State owes the county money for rent, programs

Kevin Beese
Cook County Board President Toni Preckwinkle talks during a Feb. 10 press conference about the $66 million that the state owes the county for program costs and rent. Looking on is Commissioner John Daley, chairman of the county's Finance Committee. (Photo by Kevin Beese/for Chronicle Media)

Cook County Board President Toni Preckwinkle talks during a Feb. 10 press conference about the $66 million that the state owes the county for program costs and rent. Looking on is Commissioner John Daley, chairman of the county’s Finance Committee. (Photo by Kevin Beese/for Chronicle Media)

A tenant not paying rent is always a risk for a landlord, but when your tenant writes checks for $66 billion annually you normally don’t ask for references.

Cook County officials have said that the state of Illinois owes the county millions of dollars for fiscal years 2014-15 and 2015-16, including $1.4 million in rent.

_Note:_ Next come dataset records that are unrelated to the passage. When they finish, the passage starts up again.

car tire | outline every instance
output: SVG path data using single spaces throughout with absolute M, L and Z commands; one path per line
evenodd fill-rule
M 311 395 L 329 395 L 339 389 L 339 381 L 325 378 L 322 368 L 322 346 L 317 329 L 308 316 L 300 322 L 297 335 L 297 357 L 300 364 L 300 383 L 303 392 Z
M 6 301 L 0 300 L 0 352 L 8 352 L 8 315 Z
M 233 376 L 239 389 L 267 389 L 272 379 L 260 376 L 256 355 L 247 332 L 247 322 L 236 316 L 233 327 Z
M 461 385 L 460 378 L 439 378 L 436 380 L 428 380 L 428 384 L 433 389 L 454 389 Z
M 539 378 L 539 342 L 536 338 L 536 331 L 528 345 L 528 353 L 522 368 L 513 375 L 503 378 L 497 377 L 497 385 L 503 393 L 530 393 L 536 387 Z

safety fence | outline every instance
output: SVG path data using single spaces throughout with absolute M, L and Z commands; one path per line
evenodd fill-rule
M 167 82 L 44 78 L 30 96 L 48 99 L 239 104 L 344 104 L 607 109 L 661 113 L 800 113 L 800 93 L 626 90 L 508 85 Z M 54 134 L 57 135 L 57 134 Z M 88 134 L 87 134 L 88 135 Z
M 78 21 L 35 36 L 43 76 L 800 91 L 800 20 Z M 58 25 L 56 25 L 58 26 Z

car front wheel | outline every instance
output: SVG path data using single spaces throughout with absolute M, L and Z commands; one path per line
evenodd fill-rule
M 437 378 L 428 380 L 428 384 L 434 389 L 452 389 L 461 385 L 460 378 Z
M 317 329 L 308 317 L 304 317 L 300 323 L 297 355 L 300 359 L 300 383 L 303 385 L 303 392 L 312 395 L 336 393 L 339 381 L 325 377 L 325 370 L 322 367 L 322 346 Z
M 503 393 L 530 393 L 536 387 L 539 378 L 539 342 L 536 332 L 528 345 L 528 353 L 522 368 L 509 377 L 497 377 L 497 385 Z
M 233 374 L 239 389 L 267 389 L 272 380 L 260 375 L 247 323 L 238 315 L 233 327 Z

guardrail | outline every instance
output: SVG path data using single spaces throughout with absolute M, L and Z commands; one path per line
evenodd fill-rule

“We are looking at the money we need to spend and the money the state has held up” due to the budget impasse, County Board President Toni Preckwinkle said.

The board president and County Board have instructed the Cook County State’s Attorney’s Office to investigate means, including litigation, that can be taken to recoup the money due from the state.

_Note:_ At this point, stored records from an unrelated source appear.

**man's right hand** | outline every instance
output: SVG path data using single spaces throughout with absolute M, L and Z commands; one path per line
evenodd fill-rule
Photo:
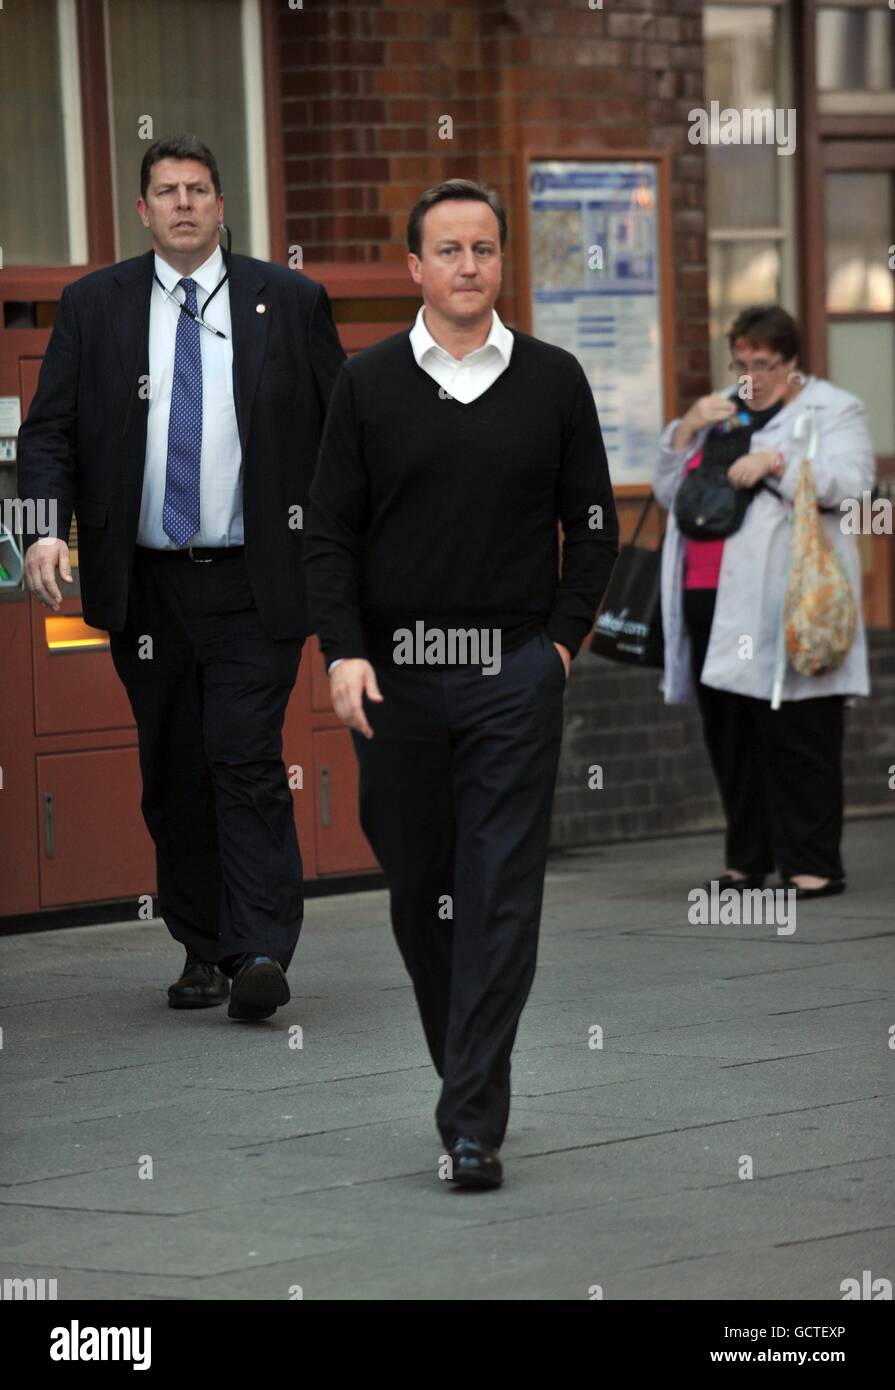
M 56 567 L 66 584 L 71 584 L 71 556 L 65 541 L 42 540 L 25 552 L 25 588 L 46 608 L 59 611 L 62 594 L 56 583 Z
M 735 415 L 737 403 L 731 400 L 730 396 L 722 396 L 720 391 L 713 391 L 710 396 L 700 396 L 698 401 L 690 406 L 686 415 L 678 422 L 677 429 L 671 440 L 673 449 L 684 449 L 695 439 L 700 430 L 704 430 L 706 425 L 717 425 L 720 420 L 727 420 L 731 415 Z
M 380 702 L 384 697 L 376 683 L 376 672 L 369 661 L 348 657 L 340 661 L 329 678 L 329 697 L 342 723 L 356 729 L 364 738 L 372 738 L 373 730 L 364 713 L 364 696 Z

The state is holding $66.1 million from this fiscal year alone that is rightfully due to the county, Preckwinkle noted, including rent for offices at the George W. Dunne Cook County Office Building, 69 W. Washington St., Chicago.

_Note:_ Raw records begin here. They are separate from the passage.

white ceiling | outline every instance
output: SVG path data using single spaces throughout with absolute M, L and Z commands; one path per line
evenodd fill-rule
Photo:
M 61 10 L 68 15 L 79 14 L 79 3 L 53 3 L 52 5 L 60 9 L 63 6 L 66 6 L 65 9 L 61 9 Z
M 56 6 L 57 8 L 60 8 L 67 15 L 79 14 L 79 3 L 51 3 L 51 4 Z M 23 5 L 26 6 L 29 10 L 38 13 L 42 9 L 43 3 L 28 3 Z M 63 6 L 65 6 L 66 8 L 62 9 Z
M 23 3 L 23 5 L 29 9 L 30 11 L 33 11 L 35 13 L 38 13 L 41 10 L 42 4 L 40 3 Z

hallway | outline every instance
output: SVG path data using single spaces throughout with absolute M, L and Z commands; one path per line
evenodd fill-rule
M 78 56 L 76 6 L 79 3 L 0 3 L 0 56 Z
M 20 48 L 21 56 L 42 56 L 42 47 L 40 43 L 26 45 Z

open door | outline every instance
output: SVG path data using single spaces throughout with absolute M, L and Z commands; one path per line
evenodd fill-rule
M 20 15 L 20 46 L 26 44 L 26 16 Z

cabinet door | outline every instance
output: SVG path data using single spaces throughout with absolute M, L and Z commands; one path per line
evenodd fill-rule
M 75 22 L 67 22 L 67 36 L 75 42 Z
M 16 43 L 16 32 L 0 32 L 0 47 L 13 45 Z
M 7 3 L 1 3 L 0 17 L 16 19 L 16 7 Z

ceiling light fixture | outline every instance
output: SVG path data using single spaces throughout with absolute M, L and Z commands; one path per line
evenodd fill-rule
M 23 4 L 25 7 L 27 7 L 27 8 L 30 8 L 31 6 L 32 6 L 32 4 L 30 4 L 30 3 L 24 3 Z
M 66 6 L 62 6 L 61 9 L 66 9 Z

State tenants at the 36-story, 720,979-square-foot county facility include the Chicago Loop Express Secretary of State facility.

Cook County and the state are on different fiscal years, adding to the confusion of just how much the state owes the county.  The county’s fiscal year runs from Dec. 1-Nov. 30.  The state’s fiscal year runs from July 1-June 30.

For the county’s current fiscal year, the state owes its fellow government $66.1 million, according to Preckwinkle.

“We realize we have to continue programs,” the board president said, noting that every dollar, including the money due from the state, is vital for the county these days.

Because the state’s rent money comes from Illinois’ general fund and that money has not been released via court mandate the way other state expenses have been, the county is not getting paid.

Preckwinkle said that the county could soon have to start cutting positions dependent on state funding, if that money doesn’t start flowing into Cook County coffers.

She cited the county’s child support enforcement which is due $8.6 million in reimbursement from the state as one area that could feel the ax. The state would even get 70 percent of that child support enforcement money back from the federal government, but that only occurs when the state first pays its 30 percent of the bill.

Preckwinkle added that Adult Redeploy, a state program in which individual counties assist nonviolent ex-offenders, is owed $1.9 million.

“It is a program the governor mentioned in his State of the State address,” Preckwinkle noted.

Gov. Bruce Rauner had called for not just saving the program, but increasing its funding to help ex-offenders

“We will also continue to invest in Adult Redeploy,” Rauner said in his address last month. “Since its implementation in 2011, Adult Redeploy has diverted more than 1,900 offenders into community-based programming. Congratulations to all of you in the legislature who supported Adult Redeploy. Let’s continue to build on these corrections reforms.”